Helsinki, June 11, 2015

Before I learned that I’ve been carrying the lyme bug for all these years, I didn’t have the slightest clue as to why I would be terribly ill one day, just to feel much better the day after.

Neither did I understand why I ran completely into the wall – like somebody had pressed “shutdown” – during heavy exercising. Nor why I felt so horrible the next day.

Two years ago, when I was still playing football (soccer) – or rather, excuse me, kicking football which would be the proper verb to use for harrowing around in the lowest soccer league – I could physically get through a whole game without any serious problems. The problems started a few hours after the game, and extended into the day after. Then I got sick, really sick.

Not at all like the delightful feeling that emerges when you know that you’ve been “benefitting from destruction” – when you push your body, breaking it down on purpose, in order to let it grow even stronger than before through recovery. The basic idea of constructive, long-term training, the reason for being awarded with satisfaction and well-being.

Not like that at all, but like sick when you’re starting to get the flu. The body works like crazy to survive, and leaves its host (in this particular case, me) to his/her own. That’s the way I felt – and still do feel – the day after a hard work-out. And I never understood why, not until I got diagnosed.

Chronic lyme disease causes a chronic inflammation in the body.

When we breath in oxygen at rest, the oxygen is absorbed by the hemoglobin in our lungs. But only 25% ever reach the cells – the rest is returned to the lungs, since the oxygen is so tightly bound to the hemoglobin.

During heavy exercise, our body temperature rises and the level of carbon dioxide in the muscles increases. As the carbon oxide level rises, the bind between oxygen and hemoglobin weakens. As a result, more oxygen is freed to reach the cells.

The Lyme bug can’t stand neither high temperature nor oxygen. Intense exercise indeed kills spirochetes, causing a release of endotoxins into the blood.

A lot of the toxics are pumped out of the body during the exercise, through sweating. But when the amount of endotoxins are larger than the body can get rid of in that natural way, the body shuts down and goes into its combat survival mode during the exercise.
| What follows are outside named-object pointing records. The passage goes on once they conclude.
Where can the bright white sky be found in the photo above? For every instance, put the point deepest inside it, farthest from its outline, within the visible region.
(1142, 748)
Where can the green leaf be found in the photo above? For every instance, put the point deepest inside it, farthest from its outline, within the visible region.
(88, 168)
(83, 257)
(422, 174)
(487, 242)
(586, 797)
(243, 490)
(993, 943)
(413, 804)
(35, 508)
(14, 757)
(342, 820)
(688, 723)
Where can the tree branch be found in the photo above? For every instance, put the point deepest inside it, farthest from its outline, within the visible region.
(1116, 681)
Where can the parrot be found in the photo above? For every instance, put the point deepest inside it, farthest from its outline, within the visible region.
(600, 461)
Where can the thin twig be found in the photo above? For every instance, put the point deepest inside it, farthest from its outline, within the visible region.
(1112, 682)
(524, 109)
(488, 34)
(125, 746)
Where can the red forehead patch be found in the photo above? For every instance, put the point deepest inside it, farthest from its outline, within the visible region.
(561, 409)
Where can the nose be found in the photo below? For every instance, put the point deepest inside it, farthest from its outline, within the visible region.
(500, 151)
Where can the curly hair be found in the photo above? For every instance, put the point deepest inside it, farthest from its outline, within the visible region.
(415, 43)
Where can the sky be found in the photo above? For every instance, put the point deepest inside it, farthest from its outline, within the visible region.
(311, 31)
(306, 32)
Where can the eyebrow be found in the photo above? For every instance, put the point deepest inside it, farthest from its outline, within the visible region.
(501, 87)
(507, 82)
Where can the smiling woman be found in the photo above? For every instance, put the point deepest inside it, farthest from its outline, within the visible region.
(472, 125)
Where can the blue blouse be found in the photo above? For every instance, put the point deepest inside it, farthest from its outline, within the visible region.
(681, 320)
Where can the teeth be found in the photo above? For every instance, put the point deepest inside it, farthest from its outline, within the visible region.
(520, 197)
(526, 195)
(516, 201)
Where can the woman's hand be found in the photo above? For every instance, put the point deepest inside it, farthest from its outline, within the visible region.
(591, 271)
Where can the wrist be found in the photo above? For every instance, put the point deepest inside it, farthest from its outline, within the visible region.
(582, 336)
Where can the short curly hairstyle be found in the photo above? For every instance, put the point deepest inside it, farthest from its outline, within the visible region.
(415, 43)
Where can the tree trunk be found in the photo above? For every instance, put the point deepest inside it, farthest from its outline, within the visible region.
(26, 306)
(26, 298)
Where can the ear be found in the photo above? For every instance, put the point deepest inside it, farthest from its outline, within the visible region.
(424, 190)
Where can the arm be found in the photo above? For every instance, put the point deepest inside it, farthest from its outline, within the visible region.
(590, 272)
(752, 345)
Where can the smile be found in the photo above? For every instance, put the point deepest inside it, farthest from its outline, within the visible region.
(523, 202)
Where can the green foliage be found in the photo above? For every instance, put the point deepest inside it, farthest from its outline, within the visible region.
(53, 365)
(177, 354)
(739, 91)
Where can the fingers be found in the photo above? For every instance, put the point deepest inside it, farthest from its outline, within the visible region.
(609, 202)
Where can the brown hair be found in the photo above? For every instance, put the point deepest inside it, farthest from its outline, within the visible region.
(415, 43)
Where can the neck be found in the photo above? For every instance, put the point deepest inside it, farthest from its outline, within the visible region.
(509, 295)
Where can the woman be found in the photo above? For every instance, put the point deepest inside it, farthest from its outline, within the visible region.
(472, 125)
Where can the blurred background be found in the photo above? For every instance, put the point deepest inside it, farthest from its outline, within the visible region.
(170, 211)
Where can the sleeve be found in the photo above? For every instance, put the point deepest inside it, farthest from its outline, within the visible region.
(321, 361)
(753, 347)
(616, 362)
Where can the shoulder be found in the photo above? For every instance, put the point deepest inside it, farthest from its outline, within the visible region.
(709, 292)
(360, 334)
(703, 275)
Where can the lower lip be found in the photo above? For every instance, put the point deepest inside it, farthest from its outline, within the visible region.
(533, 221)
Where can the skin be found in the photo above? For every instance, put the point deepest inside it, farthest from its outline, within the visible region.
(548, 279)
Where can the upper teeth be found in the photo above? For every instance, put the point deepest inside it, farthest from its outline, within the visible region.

And later – when the exercise is over – there’s still endotoxines to get rid of, but as we are no longer sweating them out, the body has to attack it like it attacks any hostile intruder – it starts to produce a large amount of cytokines, activating the white blood cells, preparing for a counter-attack.

That’s where all the energy goes, and since there’s already a chronic inflammation present in the body, there’s already too much of that kind of activity going on. Following upon heavy exercise, the body thus works much harder than what could be considered normal, all other body functions becoming second priority.

No wonder, then, that I’ve found myself completely wiped out the day after heavy exercising. The effort has triggered the same phenomena that occurs when medication and supplements hit the spirochete effectively – I’ve had a herxheimer reaction. I have certainly known that something is terribly wrong, but not the reason why.

So, can you get rid of lyme through exercise? Hardly. But it should logically be possible to actively diminish the amount of bacteria in the body through regular exercise. Such a pity then that heavy exercise makes you feel horrible for the next 24 hours or so.

But knowing this, I can start looking for the optimal balance – trash spirochetes to an amount tolerable to the body. A dead spirochete is a good spirochete. In that sense, my jogging session two days ago was close to perfect; I got away with only minor inconvenience, and managed to make life sour for my intruders.

This could also explain why my lyme disease got so much worse after I decided to stop exercising, although I did that only because all signs pointed in the direction of exercise worsening my problems. The little you know. You have to learn on-the-fly.